1.『スター・ウォーズ』最新シリーズの悪ガキ2人へのインタヴュー

1月17日放送の『世界へ発信!SNS英語術』では、2019年のクリスマスに公開された、『スター・ウォーズ/スカイウォーカーの夜明け』のキャスト・インタヴューを放送しました。2015年の『フォースの覚醒』、2017年の『最後のジェダイ』からなる続3部作の完結編である本作の公開に先駆け、監督とキャストは世界中を飛び回り、作品を宣伝しました。今回は、シリーズの主人公格である2人、オスカー・アイザック氏とジョン・ボイエガ氏をインタヴューすることができました。

アイザック氏が演じる反乱軍の敏腕パイロット「ポー・ダメロン」は、クールな立ち振る舞いで、危険を顧みない無鉄砲な性格なのですが、徐々にリーダーへと成長していく姿が描かれています。一方、ボイエガ氏が演じる帝国から脱走したストームツルーパー「フィン」は、臆病な性格で危険と直面するとパニック状態になる性格なのですが、少しずつ新たな人生の目的と意義を見つけ出す姿が描かれています。

本シリーズではこの2人が絡み合う微笑ましいシーンがとても多く、今回の最終章でもそれが1つの見どころとなっています。2人は作中でも、宣伝活動中でも、私生活でも仲良しコンビというイメージが定着しており、僕と『世界へ発信!SNS英語術』の担当ディレクターは、その仲の良さを引き出したいという目論見で今回のインタヴューに臨みました。

10分という限られた持ち時間だったため、当初は不安もありましたが、インタヴューを開始するやいなや、その心配はすぐ吹き飛びました。僕が最初の質問としてアイザック氏に「ポーを演じ終えることについて、どんな点が一番寂しいですか?」と聞くと、アイザック氏とボイエガ氏はお互いを一瞬見つめあって、突然朗らかに笑い出しました。僕はその瞬間、むしろ心配するべきだったのは、2人の暴走を止められるかどうかであるということに気付きました。お互いにしか、わからないような秘密を隠している中学生のように、2人は終始、照れ臭そうに笑い合っていました。

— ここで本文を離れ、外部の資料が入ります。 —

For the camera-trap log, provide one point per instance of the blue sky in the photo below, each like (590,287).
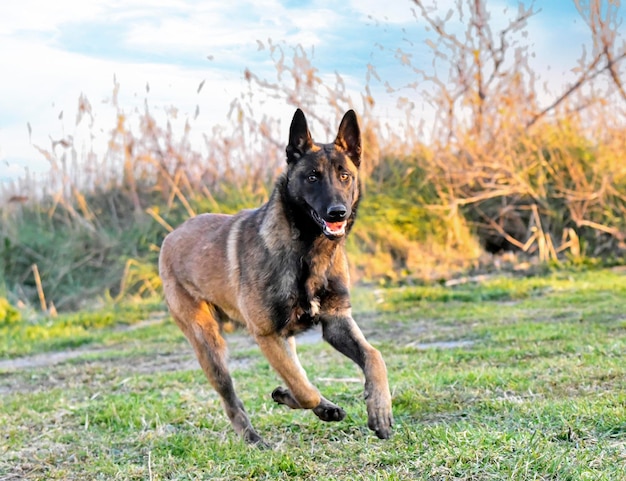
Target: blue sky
(51,52)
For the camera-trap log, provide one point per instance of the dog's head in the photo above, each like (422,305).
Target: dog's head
(323,178)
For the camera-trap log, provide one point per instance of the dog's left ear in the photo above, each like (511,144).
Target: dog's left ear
(349,137)
(299,137)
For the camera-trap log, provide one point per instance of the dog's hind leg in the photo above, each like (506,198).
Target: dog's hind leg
(343,334)
(199,323)
(301,393)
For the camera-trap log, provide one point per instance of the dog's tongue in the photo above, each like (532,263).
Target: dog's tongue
(335,227)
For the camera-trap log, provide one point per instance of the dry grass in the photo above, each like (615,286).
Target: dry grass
(500,168)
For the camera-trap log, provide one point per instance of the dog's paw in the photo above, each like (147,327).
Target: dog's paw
(328,411)
(283,395)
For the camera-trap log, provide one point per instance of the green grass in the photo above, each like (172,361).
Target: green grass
(535,390)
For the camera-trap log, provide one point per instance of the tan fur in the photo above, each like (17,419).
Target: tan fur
(273,271)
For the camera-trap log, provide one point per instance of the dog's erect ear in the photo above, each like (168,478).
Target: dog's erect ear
(349,137)
(299,137)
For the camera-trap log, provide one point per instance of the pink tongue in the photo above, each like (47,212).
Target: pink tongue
(335,226)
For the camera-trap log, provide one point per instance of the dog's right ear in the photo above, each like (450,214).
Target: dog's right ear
(299,137)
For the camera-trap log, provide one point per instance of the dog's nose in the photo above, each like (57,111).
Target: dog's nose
(336,212)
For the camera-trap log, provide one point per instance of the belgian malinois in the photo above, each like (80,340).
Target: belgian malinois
(279,270)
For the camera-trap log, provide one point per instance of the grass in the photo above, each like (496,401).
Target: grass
(531,385)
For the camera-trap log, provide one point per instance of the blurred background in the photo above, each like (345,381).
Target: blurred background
(494,132)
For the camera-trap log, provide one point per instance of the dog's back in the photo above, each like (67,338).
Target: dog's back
(279,269)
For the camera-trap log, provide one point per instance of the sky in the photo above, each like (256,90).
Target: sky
(160,51)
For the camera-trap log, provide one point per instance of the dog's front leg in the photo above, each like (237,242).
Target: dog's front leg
(301,394)
(343,334)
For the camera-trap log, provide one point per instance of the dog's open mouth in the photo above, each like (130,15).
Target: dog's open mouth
(330,229)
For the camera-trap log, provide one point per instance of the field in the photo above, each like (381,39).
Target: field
(493,378)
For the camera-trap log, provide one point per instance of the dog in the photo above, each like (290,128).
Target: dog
(279,270)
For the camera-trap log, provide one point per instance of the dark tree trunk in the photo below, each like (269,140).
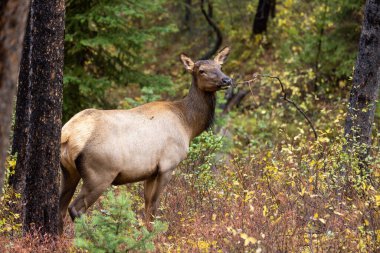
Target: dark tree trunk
(13,15)
(22,116)
(187,17)
(218,33)
(45,78)
(264,9)
(366,82)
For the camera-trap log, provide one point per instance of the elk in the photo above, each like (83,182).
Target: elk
(146,143)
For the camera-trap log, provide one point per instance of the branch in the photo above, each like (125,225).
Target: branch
(255,76)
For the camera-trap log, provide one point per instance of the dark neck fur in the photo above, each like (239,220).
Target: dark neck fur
(198,109)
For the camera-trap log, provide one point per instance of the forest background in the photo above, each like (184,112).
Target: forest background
(259,180)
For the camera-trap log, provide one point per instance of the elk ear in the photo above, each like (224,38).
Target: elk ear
(189,64)
(221,57)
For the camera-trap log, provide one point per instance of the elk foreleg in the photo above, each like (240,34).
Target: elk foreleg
(153,189)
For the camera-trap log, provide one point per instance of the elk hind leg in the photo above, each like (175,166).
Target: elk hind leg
(159,184)
(69,182)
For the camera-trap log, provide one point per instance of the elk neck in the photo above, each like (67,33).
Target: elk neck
(197,109)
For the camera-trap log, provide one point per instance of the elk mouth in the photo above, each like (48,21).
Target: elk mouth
(224,86)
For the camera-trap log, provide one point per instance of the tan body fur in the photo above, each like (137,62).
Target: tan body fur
(146,143)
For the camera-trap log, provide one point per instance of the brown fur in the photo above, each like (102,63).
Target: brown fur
(146,143)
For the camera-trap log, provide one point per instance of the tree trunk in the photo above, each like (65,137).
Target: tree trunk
(45,81)
(13,15)
(22,115)
(218,33)
(366,82)
(260,22)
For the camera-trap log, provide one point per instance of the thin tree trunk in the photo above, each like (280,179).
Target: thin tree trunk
(13,15)
(264,9)
(365,88)
(46,81)
(218,33)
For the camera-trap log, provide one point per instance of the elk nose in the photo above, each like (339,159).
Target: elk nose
(226,81)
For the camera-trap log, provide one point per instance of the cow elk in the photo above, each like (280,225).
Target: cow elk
(146,143)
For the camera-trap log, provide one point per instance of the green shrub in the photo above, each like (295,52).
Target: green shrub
(115,228)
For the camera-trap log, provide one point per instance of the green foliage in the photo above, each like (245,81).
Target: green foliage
(115,228)
(318,39)
(201,160)
(106,46)
(10,221)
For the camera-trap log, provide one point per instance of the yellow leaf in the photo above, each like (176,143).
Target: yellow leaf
(377,199)
(265,211)
(247,239)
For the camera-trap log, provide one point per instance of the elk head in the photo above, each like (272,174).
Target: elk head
(207,74)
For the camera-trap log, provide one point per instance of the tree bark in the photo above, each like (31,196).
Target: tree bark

それに対して僕は、悪ガキ2人を呼び出した校長先生のような気分でインタヴューを進行しました。


2.センシュアルなチャーミングさがあるオスカー・アイザック

1979年に中米のクァテマラで生まれたオスカー・アイザックは、ここ10年の間で、アメリカでは数少ないラテン系の主役級の俳優へと成長しました。

フロリダ州のマイアミで育ったアイザック氏は、子供の頃からいたずら好きで、人を笑わせることが好きだったようです。キリスト教主義学校では様々なトラブルを起こし、結局退学となりました。しかし、その後、マイアミ周辺でバンドのギターとヴォーカルを担当し、21歳の時に世界で最も優秀な音楽大学の1つとされるジュリアード音楽院に入学しました。卒業した後、本格的に俳優活動も始めました。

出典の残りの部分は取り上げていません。